Maybe we should focus on critical thinking and maths skills for boys (girls as well, but it's boys who need it to stop them from lapping this nonsense up) because this assertion doesn't make sense if you know that women are half of the global population because.the numbers literally don't add up. Yes, some jurisdictions permit polygamy, but those jurisdictions aren't noted for letting women choose their husbands.

hookeywole · 28/03/2025 19:06

Instant access to extreme porn

I think there is a lot of conflicting messages around social media which is confusing for boys and girls. On the one hand it's empowering to post revealing pictures etc but society does judge that even if we are not meant to.

Fagli · 28/03/2025 19:07

People don’t like change when it doesn’t benefit them. Men got all the jobs, held all the power, often without the knowledge or experience to back it up. The power was taken for granted, and times have thankfully changed. Despite the narrative of those in power (mostly white, middle-late aged, male) of ‘hard work gets results’, this often wasn’t the case for those who did and didn’t fit that image. Now those who don’t fit that model are getting the jobs and power, just being a man isn’t enough anymore and this is hard to deal with for some.
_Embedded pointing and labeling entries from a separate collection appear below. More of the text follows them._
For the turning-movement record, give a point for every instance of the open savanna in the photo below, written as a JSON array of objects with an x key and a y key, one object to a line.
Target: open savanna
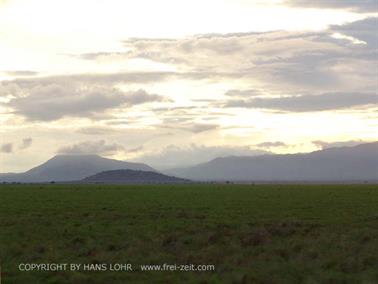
[{"x": 251, "y": 233}]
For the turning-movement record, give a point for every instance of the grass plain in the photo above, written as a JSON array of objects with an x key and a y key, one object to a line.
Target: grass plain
[{"x": 251, "y": 233}]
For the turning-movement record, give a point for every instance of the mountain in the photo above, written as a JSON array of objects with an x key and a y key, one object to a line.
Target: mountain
[
  {"x": 132, "y": 177},
  {"x": 72, "y": 167},
  {"x": 358, "y": 163}
]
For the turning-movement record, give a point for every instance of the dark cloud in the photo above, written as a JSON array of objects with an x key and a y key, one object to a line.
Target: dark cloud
[
  {"x": 92, "y": 147},
  {"x": 325, "y": 145},
  {"x": 54, "y": 101},
  {"x": 365, "y": 30},
  {"x": 97, "y": 130},
  {"x": 365, "y": 6},
  {"x": 6, "y": 148},
  {"x": 26, "y": 143},
  {"x": 329, "y": 101},
  {"x": 185, "y": 125},
  {"x": 243, "y": 93},
  {"x": 271, "y": 144},
  {"x": 21, "y": 73}
]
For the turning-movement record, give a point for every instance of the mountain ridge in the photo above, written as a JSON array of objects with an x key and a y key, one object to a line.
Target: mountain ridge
[
  {"x": 71, "y": 167},
  {"x": 344, "y": 164}
]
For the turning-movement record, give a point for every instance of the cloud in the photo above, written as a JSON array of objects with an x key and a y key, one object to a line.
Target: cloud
[
  {"x": 6, "y": 148},
  {"x": 47, "y": 102},
  {"x": 326, "y": 145},
  {"x": 189, "y": 126},
  {"x": 364, "y": 6},
  {"x": 26, "y": 143},
  {"x": 21, "y": 73},
  {"x": 271, "y": 144},
  {"x": 364, "y": 30},
  {"x": 307, "y": 103},
  {"x": 92, "y": 147},
  {"x": 179, "y": 156}
]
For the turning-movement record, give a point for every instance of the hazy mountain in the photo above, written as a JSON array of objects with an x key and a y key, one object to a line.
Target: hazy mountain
[
  {"x": 356, "y": 163},
  {"x": 72, "y": 167},
  {"x": 132, "y": 177}
]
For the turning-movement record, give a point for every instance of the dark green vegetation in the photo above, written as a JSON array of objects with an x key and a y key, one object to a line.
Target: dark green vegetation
[{"x": 252, "y": 234}]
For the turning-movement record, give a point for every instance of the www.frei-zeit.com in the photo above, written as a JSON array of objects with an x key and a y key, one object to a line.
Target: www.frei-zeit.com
[{"x": 113, "y": 267}]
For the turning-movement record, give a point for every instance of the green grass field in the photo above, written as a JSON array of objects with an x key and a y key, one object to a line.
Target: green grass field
[{"x": 252, "y": 234}]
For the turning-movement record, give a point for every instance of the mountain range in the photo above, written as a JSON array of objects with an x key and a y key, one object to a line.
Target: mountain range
[
  {"x": 358, "y": 163},
  {"x": 72, "y": 167},
  {"x": 132, "y": 177},
  {"x": 344, "y": 164}
]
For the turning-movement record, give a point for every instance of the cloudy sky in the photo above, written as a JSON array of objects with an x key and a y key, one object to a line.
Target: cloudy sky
[{"x": 175, "y": 83}]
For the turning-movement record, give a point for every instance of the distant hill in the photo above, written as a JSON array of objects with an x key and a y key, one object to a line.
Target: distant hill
[
  {"x": 71, "y": 167},
  {"x": 358, "y": 163},
  {"x": 132, "y": 177}
]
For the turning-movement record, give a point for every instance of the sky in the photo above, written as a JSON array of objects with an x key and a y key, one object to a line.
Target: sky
[{"x": 175, "y": 83}]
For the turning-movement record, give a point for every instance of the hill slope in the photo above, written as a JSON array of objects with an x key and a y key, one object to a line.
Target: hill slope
[
  {"x": 356, "y": 163},
  {"x": 132, "y": 177},
  {"x": 72, "y": 167}
]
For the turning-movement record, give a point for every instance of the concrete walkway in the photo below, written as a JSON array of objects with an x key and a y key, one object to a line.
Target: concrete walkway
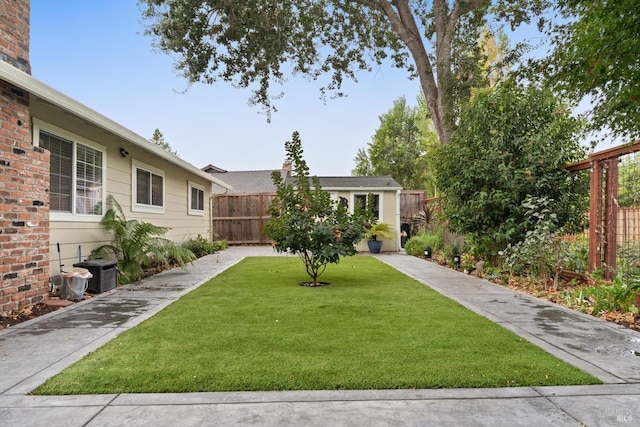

UtterlyOtterly · 28/03/2025 19:09

When I was a teenager I regularly went to two different youth clubs. Lots of activities, both on site and further afield. Good role models for leaders, always an adult willing to listen to anyone who needed it, zero tolerance for bad behaviour so everyone toed the line.

There are no youth clubs in my town, just a couple of uniformed groups which most teenagers find very uncool.

I wonder if the lack of youth clubs is a factor?

zoemum2006 · 28/03/2025 19:11

Just this week I've been reading the 'Anxious Generation' about the dangers of social media.

One chapter is about boys and how their lives moved from the real world into the virtual world and how they have disengaged from it.

It details the effects of:

deindustrialisation (which made traditional masculine strengths become less important)

'safetyism' (keeping kids off the streets, not letting them play out or roam free, being over protective around safety)

the rise of video games/ pornography and social media which allowed boys to have facsimiles of what they desired without getting what they truly wanted. Leading to alienation and frustration.

selffellatingouroborosofhate · 28/03/2025 19:12

hookeywole · 28/03/2025 19:04

There's rarely such a thing as a "single mum", only widows with children and mothers raising the children of unsuitable or absent fathers

As I was replying to a post discussing the lack of good male role models in some dcs lives I thought it was obvious I was not talking about mums who chose to parent alone....

All the mums I know who left shit partners call themselves single mums, what should they identify as?

The term "single mum" is used in the press to demonise mothers who are doing their best in adverse circumstances. When discussing the failures of absent fathers, I think that our language should emphasise that the problem is absent fathers.

Talking about the increase in single mums is highlighting the wrong set of parents.

hookeywole · 28/03/2025 19:12

Now those who don’t fit that model are getting the jobs and power, just being a man isn’t enough anymore and this is hard to deal with for some.

But is there a conversation to be had around what a man should be these days? Because on one hand being a man isn't enough & women can do whatever a man does (rightfully so) but I think society still puts pressure on men to be breadwinners, not cry etc.

Augustus40 · 28/03/2025 19:12

Too many in the younger age group 16 to 24 are NEETS. Not in employment education or training. Gives them too much time to form twisted views online.

Perhaps the government could insist they do a certain number of hours of weekly volunteer work rather than just nothing. Might help them branch out gsin new skills etc.

Not enough jobs, getting pointless degrees and less socialising and not a very bright future for so many.

WednesdaysChild25 · 28/03/2025 19:13

the internet/social media is a lot to blame.